The day today begins before the birds, before the morning breeze whistles and long before the sun rains down the first rays of the starters gun. It’s 4:30am when the guides are set to zip into our treehouse to start the early march beyond this new world we find ourselves in and out the other side back to our regular lives. From this height perched so high above the forest canopy the shadowy pre-dawn grants me a small world that exists just a few metres beyond the treehouse edges, beyond the bubble a world of cloudy grey mist as thick as marshmallow is my universal capsule. No movement and no cacophony of slowly rising sound thrums the tree-trunk to signal the arrival of the guides from beyond the marshmallow. The spongey barriers of my world remain impenetrable as I sit alone in the darkness.

A retreat back to bed reduces my world ever further, now bound within the mosquito net of my bed before the humming alarm begins its rise. Nearly vocal is the sound, a vibrating tremor imparted to the tree through the cables is felt before it’s heard rising to a potent audible wail. Time to get up, again. The marshmallow bubble begins to melt as the sun begins to call in the new day, bare silhouettes of trees take shape ghostly at first to more substantial at each passing minute. We zip into the spongy wall of cloud only to feel it melt at our approach, fine mist on our faces the only reminder as we fly within our own bubble of misty off-white. There is no up or down for a time as we rush to land we know is there but cannot see, the marshmallow bubble unbroken for a moment belying our rapid flight. I

To watch on YouTube.

We walk and we fly into a new day as we head for treehouse-7 and the best chance to see gibbons in the treetops. In truth we’ve barely thought about seeing gibbons, the small chance a bonus but not a distraction in this adventure into more than we could ever have imagined on our own. In treehouse-7 now we rest, it’s still before 8am and the day is waking up so rarely later than we have, we wait and we watch but the denseness of the jungle reveals little. There’s no gibbons for us today, just birds and butterflies to add a dash to the colour palate of the jungle. Maybe it’s a lesson from our time in Africa hoping to see lions so long and never realising the hope, or maybe it’s just an experience that needs no more highlights but I am genuinely unconcerned about not seeing the gibbons.

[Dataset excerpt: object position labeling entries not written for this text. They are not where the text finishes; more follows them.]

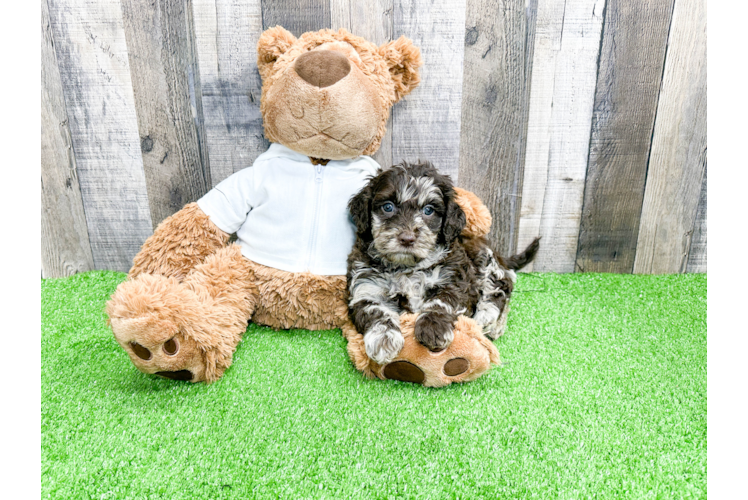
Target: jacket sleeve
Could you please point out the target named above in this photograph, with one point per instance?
(229, 203)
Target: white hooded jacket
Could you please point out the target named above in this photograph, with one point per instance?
(289, 214)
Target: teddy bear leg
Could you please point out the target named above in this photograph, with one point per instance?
(179, 244)
(187, 330)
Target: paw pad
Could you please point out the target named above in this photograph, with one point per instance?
(140, 351)
(455, 366)
(405, 371)
(177, 375)
(171, 347)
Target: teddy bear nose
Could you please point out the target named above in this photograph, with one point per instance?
(322, 68)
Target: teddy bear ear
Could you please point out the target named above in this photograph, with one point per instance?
(403, 59)
(273, 43)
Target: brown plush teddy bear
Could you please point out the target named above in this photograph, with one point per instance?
(189, 295)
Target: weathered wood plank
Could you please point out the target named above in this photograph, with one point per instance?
(679, 143)
(567, 44)
(166, 84)
(226, 35)
(66, 249)
(298, 17)
(426, 123)
(371, 20)
(697, 250)
(628, 84)
(494, 110)
(95, 74)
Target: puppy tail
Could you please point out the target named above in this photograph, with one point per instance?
(522, 259)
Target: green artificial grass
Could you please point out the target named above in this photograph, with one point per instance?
(601, 395)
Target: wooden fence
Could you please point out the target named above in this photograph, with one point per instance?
(583, 121)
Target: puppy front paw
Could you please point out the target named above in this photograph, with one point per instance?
(383, 343)
(434, 330)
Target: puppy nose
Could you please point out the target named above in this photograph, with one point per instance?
(406, 238)
(322, 68)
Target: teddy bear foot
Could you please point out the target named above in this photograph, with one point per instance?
(468, 357)
(167, 331)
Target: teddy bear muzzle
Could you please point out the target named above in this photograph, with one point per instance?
(322, 68)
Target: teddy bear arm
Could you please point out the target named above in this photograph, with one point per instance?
(476, 213)
(179, 243)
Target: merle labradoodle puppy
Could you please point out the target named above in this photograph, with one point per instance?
(409, 256)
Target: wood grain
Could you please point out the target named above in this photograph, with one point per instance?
(95, 74)
(628, 84)
(494, 110)
(66, 249)
(226, 35)
(679, 144)
(567, 44)
(697, 249)
(373, 21)
(426, 123)
(166, 85)
(298, 16)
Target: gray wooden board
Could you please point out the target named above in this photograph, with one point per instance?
(166, 86)
(298, 17)
(516, 195)
(95, 74)
(226, 35)
(679, 144)
(697, 250)
(373, 21)
(567, 45)
(493, 111)
(628, 84)
(426, 123)
(66, 249)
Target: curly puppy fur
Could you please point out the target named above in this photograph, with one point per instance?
(410, 256)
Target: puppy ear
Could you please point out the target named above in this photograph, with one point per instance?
(454, 221)
(360, 210)
(273, 43)
(403, 58)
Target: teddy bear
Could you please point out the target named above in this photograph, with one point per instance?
(190, 293)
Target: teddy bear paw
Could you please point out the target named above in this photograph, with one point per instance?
(143, 314)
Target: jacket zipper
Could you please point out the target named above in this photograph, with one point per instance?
(318, 173)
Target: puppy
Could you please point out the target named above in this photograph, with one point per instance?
(409, 256)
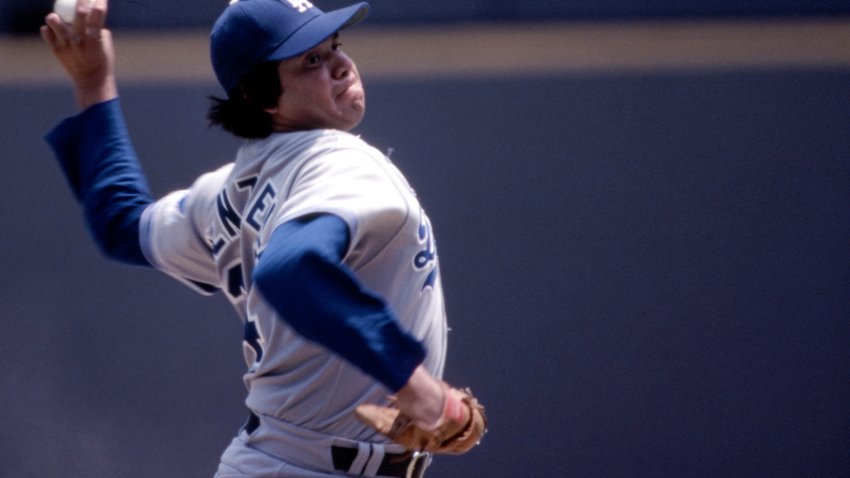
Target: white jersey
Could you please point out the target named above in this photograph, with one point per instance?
(210, 236)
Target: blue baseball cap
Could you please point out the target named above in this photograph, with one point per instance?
(250, 32)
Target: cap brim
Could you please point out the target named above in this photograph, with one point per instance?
(318, 29)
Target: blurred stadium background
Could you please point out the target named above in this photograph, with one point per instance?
(643, 214)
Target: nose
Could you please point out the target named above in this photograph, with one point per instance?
(343, 66)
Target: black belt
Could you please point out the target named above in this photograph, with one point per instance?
(402, 465)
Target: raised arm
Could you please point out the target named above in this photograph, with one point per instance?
(93, 147)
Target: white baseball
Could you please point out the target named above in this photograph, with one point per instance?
(65, 9)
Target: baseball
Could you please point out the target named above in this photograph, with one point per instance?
(65, 9)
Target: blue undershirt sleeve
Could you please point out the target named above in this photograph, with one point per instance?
(301, 274)
(100, 165)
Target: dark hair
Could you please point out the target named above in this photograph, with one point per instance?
(242, 112)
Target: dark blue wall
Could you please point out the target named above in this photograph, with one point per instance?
(646, 275)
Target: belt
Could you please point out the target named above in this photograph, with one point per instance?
(401, 465)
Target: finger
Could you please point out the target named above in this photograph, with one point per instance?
(80, 23)
(97, 18)
(57, 32)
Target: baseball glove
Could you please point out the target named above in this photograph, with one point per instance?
(449, 437)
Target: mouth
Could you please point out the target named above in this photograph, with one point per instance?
(351, 89)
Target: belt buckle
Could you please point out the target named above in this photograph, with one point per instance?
(418, 464)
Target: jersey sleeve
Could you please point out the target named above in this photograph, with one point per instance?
(172, 235)
(99, 162)
(356, 186)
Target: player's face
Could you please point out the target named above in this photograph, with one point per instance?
(321, 89)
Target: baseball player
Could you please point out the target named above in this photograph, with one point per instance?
(313, 235)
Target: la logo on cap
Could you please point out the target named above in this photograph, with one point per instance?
(301, 5)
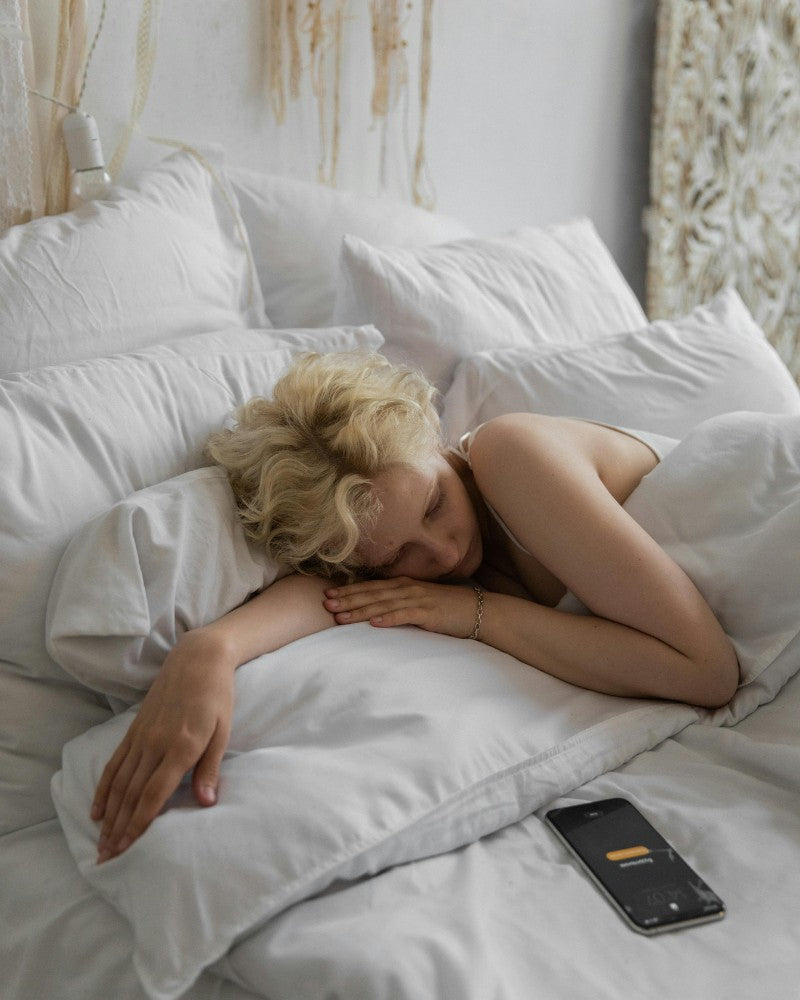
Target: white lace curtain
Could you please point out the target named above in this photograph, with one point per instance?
(34, 172)
(33, 165)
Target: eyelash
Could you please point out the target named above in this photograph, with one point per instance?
(433, 510)
(437, 506)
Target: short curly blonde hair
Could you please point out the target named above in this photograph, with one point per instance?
(302, 464)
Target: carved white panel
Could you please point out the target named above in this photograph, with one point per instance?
(725, 162)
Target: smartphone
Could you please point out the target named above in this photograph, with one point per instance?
(643, 876)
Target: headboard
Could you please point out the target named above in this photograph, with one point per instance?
(725, 162)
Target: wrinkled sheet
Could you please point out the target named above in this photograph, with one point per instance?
(357, 750)
(507, 917)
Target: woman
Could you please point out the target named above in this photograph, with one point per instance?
(342, 476)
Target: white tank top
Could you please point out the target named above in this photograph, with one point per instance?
(659, 444)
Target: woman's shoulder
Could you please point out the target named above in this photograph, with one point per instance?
(523, 429)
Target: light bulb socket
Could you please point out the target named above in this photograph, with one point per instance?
(83, 141)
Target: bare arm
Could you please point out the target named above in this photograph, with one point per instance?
(184, 721)
(650, 632)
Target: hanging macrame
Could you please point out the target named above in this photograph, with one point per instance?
(323, 25)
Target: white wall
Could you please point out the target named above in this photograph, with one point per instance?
(539, 109)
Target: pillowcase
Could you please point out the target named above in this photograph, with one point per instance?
(437, 305)
(351, 750)
(77, 438)
(165, 560)
(296, 228)
(165, 259)
(666, 377)
(725, 505)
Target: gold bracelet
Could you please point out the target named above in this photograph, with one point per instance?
(476, 628)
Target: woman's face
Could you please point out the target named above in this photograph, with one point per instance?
(427, 528)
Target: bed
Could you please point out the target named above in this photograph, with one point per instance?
(380, 831)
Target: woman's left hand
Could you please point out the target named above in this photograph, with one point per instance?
(436, 607)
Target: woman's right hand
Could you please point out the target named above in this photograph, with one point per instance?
(184, 722)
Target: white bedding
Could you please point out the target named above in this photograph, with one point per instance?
(355, 751)
(379, 834)
(510, 916)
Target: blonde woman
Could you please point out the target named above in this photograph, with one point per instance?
(342, 476)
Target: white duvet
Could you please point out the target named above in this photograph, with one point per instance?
(357, 749)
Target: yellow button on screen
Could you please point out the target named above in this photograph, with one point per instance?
(628, 852)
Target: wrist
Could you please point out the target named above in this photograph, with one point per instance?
(211, 645)
(479, 593)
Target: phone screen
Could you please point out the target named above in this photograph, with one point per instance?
(651, 885)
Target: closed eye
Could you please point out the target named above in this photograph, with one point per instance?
(437, 506)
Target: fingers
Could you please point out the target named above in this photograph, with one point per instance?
(100, 801)
(373, 599)
(205, 779)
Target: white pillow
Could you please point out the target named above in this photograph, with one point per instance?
(437, 305)
(296, 228)
(165, 560)
(351, 750)
(725, 505)
(666, 377)
(163, 260)
(76, 439)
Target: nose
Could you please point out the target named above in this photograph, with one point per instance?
(445, 554)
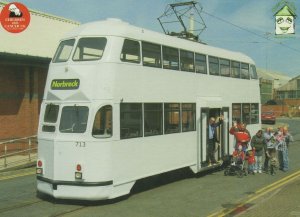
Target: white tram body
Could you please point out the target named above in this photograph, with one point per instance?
(122, 103)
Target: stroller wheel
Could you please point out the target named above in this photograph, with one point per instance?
(240, 174)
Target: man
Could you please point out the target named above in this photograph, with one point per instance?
(212, 138)
(242, 135)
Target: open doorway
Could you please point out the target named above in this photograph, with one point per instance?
(220, 147)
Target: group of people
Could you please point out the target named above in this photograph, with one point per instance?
(272, 144)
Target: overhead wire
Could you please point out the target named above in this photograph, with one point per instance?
(251, 32)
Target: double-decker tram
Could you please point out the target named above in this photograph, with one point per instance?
(122, 103)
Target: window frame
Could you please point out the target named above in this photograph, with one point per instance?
(60, 50)
(147, 111)
(137, 54)
(150, 51)
(172, 112)
(199, 63)
(191, 117)
(170, 56)
(187, 58)
(108, 122)
(133, 114)
(214, 63)
(81, 54)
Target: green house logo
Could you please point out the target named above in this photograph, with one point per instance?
(285, 21)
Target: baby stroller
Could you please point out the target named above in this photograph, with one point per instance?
(237, 167)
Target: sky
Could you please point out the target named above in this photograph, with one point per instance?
(246, 26)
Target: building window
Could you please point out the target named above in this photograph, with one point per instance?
(200, 63)
(225, 67)
(187, 61)
(151, 54)
(88, 49)
(170, 58)
(153, 119)
(131, 123)
(188, 117)
(235, 69)
(102, 127)
(131, 51)
(213, 65)
(172, 117)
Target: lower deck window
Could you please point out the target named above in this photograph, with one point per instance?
(247, 113)
(102, 127)
(188, 117)
(153, 119)
(172, 118)
(131, 120)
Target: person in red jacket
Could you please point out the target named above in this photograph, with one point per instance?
(241, 134)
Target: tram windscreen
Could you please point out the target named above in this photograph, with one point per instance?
(89, 49)
(74, 119)
(63, 51)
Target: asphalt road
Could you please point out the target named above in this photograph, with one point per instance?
(177, 194)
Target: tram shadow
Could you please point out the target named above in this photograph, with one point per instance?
(81, 203)
(141, 185)
(159, 180)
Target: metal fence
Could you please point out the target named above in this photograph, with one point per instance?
(18, 151)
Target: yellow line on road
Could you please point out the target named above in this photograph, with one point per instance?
(258, 193)
(16, 175)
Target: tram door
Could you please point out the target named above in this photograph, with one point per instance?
(222, 146)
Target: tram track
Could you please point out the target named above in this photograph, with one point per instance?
(20, 205)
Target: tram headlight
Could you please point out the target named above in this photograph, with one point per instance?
(78, 172)
(78, 175)
(39, 167)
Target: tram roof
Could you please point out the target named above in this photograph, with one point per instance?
(116, 27)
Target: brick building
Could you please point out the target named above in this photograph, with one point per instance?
(24, 61)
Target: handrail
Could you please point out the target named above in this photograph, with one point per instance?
(17, 157)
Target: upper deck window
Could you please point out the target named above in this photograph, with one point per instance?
(74, 119)
(187, 61)
(89, 49)
(200, 63)
(151, 54)
(170, 58)
(214, 68)
(225, 67)
(245, 71)
(51, 113)
(63, 51)
(131, 51)
(253, 73)
(235, 69)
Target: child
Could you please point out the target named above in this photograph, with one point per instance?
(251, 161)
(271, 154)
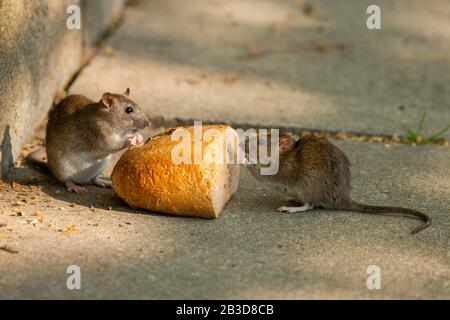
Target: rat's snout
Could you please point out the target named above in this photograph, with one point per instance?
(143, 123)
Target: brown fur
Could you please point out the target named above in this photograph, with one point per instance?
(314, 171)
(81, 130)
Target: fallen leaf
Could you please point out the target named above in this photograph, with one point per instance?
(68, 229)
(192, 81)
(33, 222)
(39, 216)
(9, 248)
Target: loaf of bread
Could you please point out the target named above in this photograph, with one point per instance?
(183, 171)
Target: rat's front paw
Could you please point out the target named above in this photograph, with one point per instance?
(136, 140)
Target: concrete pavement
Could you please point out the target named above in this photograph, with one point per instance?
(318, 70)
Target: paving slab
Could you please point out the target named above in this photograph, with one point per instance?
(249, 252)
(282, 63)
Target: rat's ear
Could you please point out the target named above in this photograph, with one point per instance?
(286, 141)
(107, 99)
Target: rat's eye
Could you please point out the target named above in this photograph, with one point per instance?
(129, 110)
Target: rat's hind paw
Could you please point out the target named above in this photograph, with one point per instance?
(101, 183)
(72, 187)
(303, 208)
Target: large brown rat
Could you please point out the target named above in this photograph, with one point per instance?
(314, 172)
(82, 134)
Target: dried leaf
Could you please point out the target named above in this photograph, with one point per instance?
(68, 229)
(9, 248)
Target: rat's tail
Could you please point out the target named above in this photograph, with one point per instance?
(38, 158)
(364, 208)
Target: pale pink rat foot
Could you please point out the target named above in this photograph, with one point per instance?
(99, 182)
(72, 187)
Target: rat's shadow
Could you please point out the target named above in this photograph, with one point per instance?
(95, 197)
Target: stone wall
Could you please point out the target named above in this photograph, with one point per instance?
(38, 57)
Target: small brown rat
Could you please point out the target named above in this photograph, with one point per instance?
(316, 173)
(82, 134)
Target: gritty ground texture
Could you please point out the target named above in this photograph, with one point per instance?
(262, 63)
(267, 62)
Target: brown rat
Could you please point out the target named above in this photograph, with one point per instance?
(82, 134)
(316, 173)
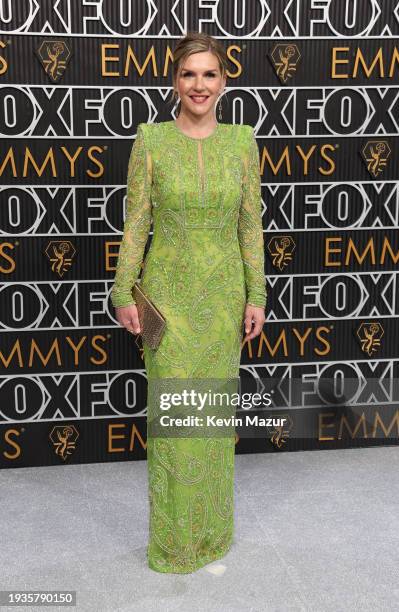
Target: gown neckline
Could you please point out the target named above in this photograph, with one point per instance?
(192, 137)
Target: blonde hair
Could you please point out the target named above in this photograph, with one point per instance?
(196, 42)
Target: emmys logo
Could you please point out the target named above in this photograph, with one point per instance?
(285, 59)
(54, 56)
(64, 440)
(280, 434)
(60, 253)
(370, 335)
(376, 153)
(281, 249)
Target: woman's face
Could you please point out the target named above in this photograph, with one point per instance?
(200, 76)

For now just tasting this life seems bigger than a sighting, the cup is already full.

Our early start grants us weary eyes as it does time, we have a morning to fly around a complex series of cables, time to play. And play we do. On cables that nearly intersect we fly past and across each other like birds in flight, speed so unfamiliar grips us to accompany mid air greetings so equally foreign. We’ve walked, we’ve flown and all the while we’ve pressed into this new and exciting world in the treetops and greedily we’ve pressed on wanting to saturate ourselves as much as possible. The exit to this world we’ve tasted for such a short time is fast approaching but we deny it for as long as we can drinking up the wondrous existence while the offer remains. Deny as we may, after one final zip it’s time to take off our harnesses that have become so natural to us like animals moulting a skin we no longer need. 

Charlie Winn

View from treehouse #5, Nam Kan National Park, Laos


And so it goes, we’re back to covering the ground on feet alone. This feels so inadequate. A residual buzz covers us all as the six strangers who entered the jungle emerge now a collective cluster of a single shared experience. A couple of tuk-tuks, a border crossing into Thailand and finding a grounded bed for the night swells to fill the empty corners of our near future while the sun rains down the last chequered flag rays of the day we don’t want to farewell. The day is nearly done as we begin the flavour safari that is Thailand. We’re bodily in a new country but for just a little longer we cling unspoken to Nam Kan national park and Laos, the life we have just left and wish to hold tight to as long as it can be imagined.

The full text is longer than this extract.